How do Perl modules "work"?

Question

I am confused about Perl modules. I get that a module can be used to dump a whole bunch of subs into, tidying main code.

But, what is the relationship between modules?

Can modules "use" other modules?

Must I use export, or can I get away with dropping that stuff?

How do I solve circular use? (Security.pm uses Html.pm and Html.pm uses Security.pm). I know the obvious answer, but in some cases I need to use Security.pm routines in Html.pm and vice versa - not sure how to get around the problem.

If I remove all "use" clauses from all of my modules ... Then I have to use full sub qualifiers. For example, Pm::Html::get_user_friends($dbh, $uid) will use Security to determine if a friend is a banned user or not (banned is part of Security).

I just don't get this module thing. All the "tutorials" only speak of one module, never multiple, nor do they use real world examples.

The only time I've come across multiple modules is when using OO code. But nothing that tells me definitively one way or another how multiple modules interact.

This is not the kind of question that is appropriate for Stackoverflow (lacking a clear specific problem with a clear and specific answer/solution), but it has elicited a couple of very high quality answers that provide a starting point. However, this is not the kind of material one can learn well from these sorts of answers. One would be best served by [getting a book](http://shop.oreilly.com/product/0636920012689.do) and studying the material while asking specific questions about specific problems. See also [`perldoc perlmod`](https://metacpan.org/pod/perlmod) which is installed with Perl. — Sinan Ünür, Jun 20 '17 at 15:57
@SinanÜnür and now they deleted their account. Meh. If SO documentation didn't suck so much I'd say we move the answers there, but well... — simbabque, Jun 21 '17 at 07:52

simbabque · Answer 1 · 2017-06-20T09:31:52.183

Modules in Perl come in several flavors and have several different things that make them a module.

Definition

Something qualifies as a module if the following things are true:

the filename ends in .pm,
there is a package declaration in the file,
the package name matches the filename and path; Data/Dumper.pm contains package Data::Dumper,
it ends with a 1 or another true value.

Conventions

Then there are some accepted conventions:

modules should usually only contain one package,
module names should be camel case and should not contain underscores _ (example: Data::Dumper, WWW::Mechanize::Firefox)
modules that are in small letters completely are not modules, they are pragmas.

Usually a module either contains a collection of functions (subs) or it is object oriented. Let's look at the collections first.

Modules as function collections

A typical module that bundles a bunch of functionality that is related uses a way to export those functions into your code's namespace. A typical example is List::Util. There are several ways to export things. The most common one is Exporter.

When you take a function from a module to put it into your code, that's called importing it. That is useful if you want to use the function a lot of times, as it keeps the name short.

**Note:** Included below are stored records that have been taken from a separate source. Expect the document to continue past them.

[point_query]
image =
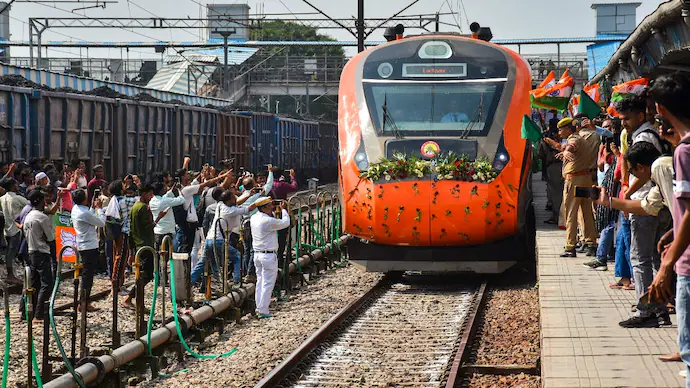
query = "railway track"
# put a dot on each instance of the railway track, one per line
(399, 333)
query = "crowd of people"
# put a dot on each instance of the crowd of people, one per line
(620, 187)
(203, 213)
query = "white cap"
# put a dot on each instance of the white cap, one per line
(263, 201)
(42, 175)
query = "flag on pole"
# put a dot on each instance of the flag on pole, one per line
(573, 105)
(626, 89)
(554, 95)
(530, 130)
(593, 92)
(549, 81)
(587, 106)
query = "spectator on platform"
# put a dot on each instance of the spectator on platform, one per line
(85, 220)
(165, 198)
(645, 230)
(12, 204)
(39, 237)
(98, 181)
(672, 99)
(547, 151)
(142, 233)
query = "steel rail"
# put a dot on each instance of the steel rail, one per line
(280, 372)
(465, 346)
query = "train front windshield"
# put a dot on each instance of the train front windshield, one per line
(433, 108)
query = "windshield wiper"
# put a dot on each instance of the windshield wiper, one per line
(476, 118)
(387, 118)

When you import it, you can call it directly by its name.

use List::Util 'max';
print max(1, 2, 3);

When you don't import it, you need to use the fully qualified name.

use List::Util (); # there's an empty list to say you don't want to import anything
print List::Util::max(1, 2, 3); # now it's explicit

This works because Perl installs a reference to the function behind List::Util::max into your namespace under the name max. If you don't do that, you need to use the full name. It's a bit like a shortcut on your desktop in Windows.

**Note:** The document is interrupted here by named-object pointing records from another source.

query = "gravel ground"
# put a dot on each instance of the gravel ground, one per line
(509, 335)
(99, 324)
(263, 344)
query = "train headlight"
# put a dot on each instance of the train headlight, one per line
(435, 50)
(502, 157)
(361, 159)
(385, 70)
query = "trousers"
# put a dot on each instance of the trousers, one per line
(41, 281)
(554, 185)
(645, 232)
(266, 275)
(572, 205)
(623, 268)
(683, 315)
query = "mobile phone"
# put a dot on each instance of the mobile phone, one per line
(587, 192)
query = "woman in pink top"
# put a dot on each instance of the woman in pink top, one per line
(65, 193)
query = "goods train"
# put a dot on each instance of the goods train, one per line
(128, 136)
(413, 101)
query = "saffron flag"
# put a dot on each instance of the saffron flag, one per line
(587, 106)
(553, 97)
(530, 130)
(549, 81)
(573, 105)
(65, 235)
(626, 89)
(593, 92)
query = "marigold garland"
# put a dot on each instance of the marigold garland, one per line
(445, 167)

Your module does not have to provide exporting/importing. You can just use it as a collection of stuff and call them by their full names.

Modules as a collection of packages

While every .pm file called a module, people often also refer to a whole collection of things that are a distribution as a module. Something like DBI comes to mind, which contains a lot of .pm files, which are all modules, but still people talk about the DBI module only.

Object oriented modules

Not every module needs to contain stand-alone functions. A module (now we're more talking about the one directly above) can also contain a class. In that case it usually does not export any functions. In fact, we do not call the subs functions any more, but rather methods. The package name becomes the name of the class, you create instances of the class called objects, and you call methods on those objects, which ends up being the functions in your package.

Loading modules

There are two main ways of loading a module in Perl. You can do it at compile time and at run time. The perl¹ compiler (yes, there is a compiler although it's interpreted language) loads files, compiles them, then switches to run time to run the compiled code. When it encounters a new file to load, it switches back to compile time, compiles the new code, and so on.

Compile time

To load a module at compile time, you use it.

use Data::Dumper;
use List::Util qw( min max );
use JSON ();

This is equivalent to the following.

BEGIN {
  require Data::Dumper;
  Data::Dumper->import;

  require List::Util;
  List::Util->import('min', 'max');

  require JSON;
  # no import here
}

The BEGIN block gets called during compile time. The example in the linked doc helps understand the concept of those switches back and forth.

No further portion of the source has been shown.